Infosys begins FY19 on a dismal note, misses estimates in Q1
Despite reporting weak earnings in a quarter that generally sees more business for IT firms, Infosys rewarded shareholders with a 1:1 bonus issue
Bengaluru: Infosys Ltd reported weak first-quarter earnings on Friday, as both revenue and profits were lower than analysts’ expectations, marking a slow start to the financial year even as the company jettisoned its practice of giving a full-year dollar revenue guidance.
However, despite reporting weak earnings in a quarter that generally sees more business for IT firms, Infosys rewarded shareholders with a 1:1 bonus issue. The board also inducted Mike Gibbs, chief information officer at oil giant BP Plc, as an independent director for three years, taking the total board strength to nine, including six independent directors.

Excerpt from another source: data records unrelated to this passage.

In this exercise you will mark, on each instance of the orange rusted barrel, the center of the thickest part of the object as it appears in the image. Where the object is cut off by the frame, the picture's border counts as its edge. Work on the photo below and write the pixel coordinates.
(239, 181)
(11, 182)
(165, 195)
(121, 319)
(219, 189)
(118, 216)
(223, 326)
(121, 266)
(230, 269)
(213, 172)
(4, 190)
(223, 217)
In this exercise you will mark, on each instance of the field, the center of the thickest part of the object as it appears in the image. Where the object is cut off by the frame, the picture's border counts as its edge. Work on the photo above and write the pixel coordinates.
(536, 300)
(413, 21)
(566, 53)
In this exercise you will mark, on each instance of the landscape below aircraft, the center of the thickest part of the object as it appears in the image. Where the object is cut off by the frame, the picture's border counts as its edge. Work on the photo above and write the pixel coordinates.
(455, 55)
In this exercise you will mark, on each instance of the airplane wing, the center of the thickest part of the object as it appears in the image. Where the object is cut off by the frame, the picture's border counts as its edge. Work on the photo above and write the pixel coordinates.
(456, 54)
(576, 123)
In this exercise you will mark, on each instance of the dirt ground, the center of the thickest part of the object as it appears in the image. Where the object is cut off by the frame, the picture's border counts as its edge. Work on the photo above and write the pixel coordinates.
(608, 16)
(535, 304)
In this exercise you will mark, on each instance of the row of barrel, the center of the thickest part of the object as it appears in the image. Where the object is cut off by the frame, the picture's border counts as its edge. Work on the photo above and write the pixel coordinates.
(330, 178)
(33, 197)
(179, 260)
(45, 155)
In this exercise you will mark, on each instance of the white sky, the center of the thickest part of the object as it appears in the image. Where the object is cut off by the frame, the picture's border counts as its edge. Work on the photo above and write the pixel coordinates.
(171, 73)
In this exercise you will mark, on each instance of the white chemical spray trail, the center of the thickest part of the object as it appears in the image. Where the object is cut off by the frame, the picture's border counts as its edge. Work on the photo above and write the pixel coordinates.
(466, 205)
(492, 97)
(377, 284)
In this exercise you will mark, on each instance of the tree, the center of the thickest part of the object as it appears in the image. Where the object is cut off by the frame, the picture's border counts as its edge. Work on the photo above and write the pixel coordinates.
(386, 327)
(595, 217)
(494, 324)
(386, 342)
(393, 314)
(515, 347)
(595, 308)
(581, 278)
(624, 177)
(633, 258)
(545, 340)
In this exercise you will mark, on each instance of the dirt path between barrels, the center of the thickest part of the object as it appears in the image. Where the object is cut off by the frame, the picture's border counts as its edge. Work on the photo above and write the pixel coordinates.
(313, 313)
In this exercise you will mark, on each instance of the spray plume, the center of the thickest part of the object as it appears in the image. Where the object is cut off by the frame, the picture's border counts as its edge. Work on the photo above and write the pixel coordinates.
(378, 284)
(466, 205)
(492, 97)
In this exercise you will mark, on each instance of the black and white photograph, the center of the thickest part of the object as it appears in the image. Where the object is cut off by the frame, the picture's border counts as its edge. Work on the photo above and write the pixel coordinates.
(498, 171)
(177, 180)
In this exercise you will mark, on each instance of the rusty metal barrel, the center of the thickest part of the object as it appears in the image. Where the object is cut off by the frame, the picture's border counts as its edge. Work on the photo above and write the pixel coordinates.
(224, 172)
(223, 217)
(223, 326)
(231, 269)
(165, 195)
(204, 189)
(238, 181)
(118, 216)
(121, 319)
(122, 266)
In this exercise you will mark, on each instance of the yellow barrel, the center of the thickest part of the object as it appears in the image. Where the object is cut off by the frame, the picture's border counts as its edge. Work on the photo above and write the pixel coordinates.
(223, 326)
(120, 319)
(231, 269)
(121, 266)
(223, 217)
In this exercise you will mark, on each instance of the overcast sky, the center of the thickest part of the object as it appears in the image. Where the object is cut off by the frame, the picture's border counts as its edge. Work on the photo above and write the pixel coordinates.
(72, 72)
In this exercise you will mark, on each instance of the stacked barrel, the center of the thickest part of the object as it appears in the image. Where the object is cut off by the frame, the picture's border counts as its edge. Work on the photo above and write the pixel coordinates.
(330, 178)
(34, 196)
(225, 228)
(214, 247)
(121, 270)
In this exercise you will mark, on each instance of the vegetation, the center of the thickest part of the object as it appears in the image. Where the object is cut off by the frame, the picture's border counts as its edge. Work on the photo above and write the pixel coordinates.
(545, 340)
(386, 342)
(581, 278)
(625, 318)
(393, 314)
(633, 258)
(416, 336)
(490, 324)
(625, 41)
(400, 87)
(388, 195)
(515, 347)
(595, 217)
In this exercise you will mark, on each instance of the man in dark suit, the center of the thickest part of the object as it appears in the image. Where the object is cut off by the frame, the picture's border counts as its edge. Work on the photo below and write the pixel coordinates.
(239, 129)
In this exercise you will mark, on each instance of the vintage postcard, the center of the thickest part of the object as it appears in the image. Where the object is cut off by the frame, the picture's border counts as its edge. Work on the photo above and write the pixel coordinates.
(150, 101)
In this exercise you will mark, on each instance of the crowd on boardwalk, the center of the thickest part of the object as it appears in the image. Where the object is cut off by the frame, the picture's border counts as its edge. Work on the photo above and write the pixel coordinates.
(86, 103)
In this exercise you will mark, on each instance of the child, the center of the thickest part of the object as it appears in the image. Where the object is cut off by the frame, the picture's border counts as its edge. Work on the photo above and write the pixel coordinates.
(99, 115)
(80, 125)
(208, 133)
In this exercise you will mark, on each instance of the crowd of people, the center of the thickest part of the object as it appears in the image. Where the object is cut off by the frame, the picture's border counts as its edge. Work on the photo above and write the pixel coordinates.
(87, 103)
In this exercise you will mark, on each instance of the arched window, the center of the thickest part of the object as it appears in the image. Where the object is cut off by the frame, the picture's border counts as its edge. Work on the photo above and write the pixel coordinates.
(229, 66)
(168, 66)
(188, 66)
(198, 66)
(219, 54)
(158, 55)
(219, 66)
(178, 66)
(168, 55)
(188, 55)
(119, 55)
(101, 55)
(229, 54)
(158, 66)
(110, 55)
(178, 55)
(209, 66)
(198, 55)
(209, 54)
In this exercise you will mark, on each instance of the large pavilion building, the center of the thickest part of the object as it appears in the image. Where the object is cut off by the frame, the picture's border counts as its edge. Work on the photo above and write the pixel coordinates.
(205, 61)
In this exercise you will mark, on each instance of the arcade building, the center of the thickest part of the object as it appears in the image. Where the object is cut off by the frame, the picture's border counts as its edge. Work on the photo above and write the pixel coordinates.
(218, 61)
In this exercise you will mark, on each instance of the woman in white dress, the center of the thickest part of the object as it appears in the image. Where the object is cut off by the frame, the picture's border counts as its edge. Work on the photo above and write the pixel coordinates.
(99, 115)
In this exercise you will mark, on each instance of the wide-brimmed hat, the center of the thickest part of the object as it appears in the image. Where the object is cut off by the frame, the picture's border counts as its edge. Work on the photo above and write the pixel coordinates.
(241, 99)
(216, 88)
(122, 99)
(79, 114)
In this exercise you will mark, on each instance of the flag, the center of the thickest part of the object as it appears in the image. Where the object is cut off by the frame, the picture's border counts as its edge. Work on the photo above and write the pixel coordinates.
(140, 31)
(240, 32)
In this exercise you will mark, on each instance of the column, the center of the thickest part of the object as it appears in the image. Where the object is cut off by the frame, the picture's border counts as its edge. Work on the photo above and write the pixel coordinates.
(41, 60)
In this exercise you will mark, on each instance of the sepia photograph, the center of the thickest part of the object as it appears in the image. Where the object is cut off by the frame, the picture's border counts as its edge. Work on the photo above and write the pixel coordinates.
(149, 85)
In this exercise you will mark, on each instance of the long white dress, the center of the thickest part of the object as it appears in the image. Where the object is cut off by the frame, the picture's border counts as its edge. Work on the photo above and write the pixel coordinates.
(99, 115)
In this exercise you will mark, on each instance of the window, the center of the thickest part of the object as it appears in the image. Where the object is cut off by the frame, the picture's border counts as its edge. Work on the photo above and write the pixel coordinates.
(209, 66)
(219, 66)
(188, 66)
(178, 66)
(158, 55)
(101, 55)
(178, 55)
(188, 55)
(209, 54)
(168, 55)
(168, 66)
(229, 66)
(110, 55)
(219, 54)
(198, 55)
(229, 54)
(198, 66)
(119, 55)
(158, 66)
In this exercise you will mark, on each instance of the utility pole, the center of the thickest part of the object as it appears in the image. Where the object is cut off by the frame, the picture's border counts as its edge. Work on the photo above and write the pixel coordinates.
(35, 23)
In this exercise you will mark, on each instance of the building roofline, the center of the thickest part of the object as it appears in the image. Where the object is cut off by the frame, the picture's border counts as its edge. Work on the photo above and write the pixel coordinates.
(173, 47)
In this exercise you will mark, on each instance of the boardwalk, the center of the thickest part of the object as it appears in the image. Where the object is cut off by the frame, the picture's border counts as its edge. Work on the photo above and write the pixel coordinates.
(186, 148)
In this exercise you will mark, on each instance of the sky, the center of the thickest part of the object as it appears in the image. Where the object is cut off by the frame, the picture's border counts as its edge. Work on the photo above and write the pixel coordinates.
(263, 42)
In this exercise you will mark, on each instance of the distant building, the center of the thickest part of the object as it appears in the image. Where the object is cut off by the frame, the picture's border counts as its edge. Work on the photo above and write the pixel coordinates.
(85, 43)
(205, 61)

A Bloomberg survey of 19 analysts had forecast Infosys to report revenue of $2.84 billion, or ₹19,526.1 crore, in the quarter.
The analysts estimated the company to report a net profit of $540.38 million, or ₹3,719.2 crore, in the period.
In morning trading on Nasdaq, Infosys shares were trading down 3.75% at $19.26 a share.
Infosys’s operating margin declined 100 basis points to 23.7% at the end of the June quarter from 24.7% in the January-March period.
It posted 6.8% year-on-year dollar revenue growth in the April-June period, after reporting a 9.2% y-o-y dollar revenue growth in the March quarter, suggesting that the company is still struggling for stability.
Worryingly for the firm, 11 months after co-founder Nandan Nilekani returned as its non-executive chairman, and six months after it appointed Salil Parekh as chief executive officer, Infosys’s attrition rate continues to move northwards, with attrition in parent IT services business rising to 20.6% from 16.6% at the end of March. Including Infosys’s subsidiaries, the attrition rate is 23%. Infosys saw a 2% sequential constant currency growth in business from clients in the US, which accounts for 60% of total revenue.
In the industry segment, the company saw a de-growth in business from customers in the banking and financial services sector, which accounts for 31.8% of revenue.
Infosys’s performance in the first quarter pales before that of its larger rival Tata Consultancy Services Ltd (TCS), which declared a strong first quarter earnings on Tuesday. Mumbai-based TCS, despite doing 44% more business in the first quarter than Infosys, reported a 4.1% sequential constant currency growth at 25% operating margins.
Infosys maintained its constant currency guidance of 6-8%, but declined to share the company’s latest projections on actual dollar revenue growth for FY19.
Chief financial officer M.D. Ranganath said that the company was sticking to its constant currency guidance and its earlier 7-9% projection of actual revenue growth, based on 31 March exchange rates, but declined to share the actual revenue growth figures based on 30 June exchange rates.
For now, Infosys has retained its full-year growth outlook of 6-8% in constant currency terms, again far less than TCS, which again reaffirmed that the company will clock a double-digit growth in the current financial year.
“We think we had a solid quarter in Q1 of fiscal 19. We had 6% growth overall in constant currency terms. We had 25% growth in terms of our digital business. These are good numbers. We had 23.7% operating margins,” said CEO Parekh.
“In fact, we’ve now put in place a very clear strategy. We are starting to execute on our three-year transformation plan…So, to me, it was a solid quarter and the start of the execution of our strategy. From my perspective…I would call that a solid quarter.”
“1Q19 revenues marginally lower than Street estimates but better than feared,” Morgan Stanley analysts Parag Gupta and Gaurav Rateria wrote in a note to investors after Infosys reported its earnings.
“Net income of ₹36.1bn (-2.1% q-o-q, +3.7% y-o-y) was lower than MSe of ₹37.2bn and consensus of ₹37.2bn, largely due to provisions of ₹2.7bn pertaining to reduction in value of disposal assets held for sale.”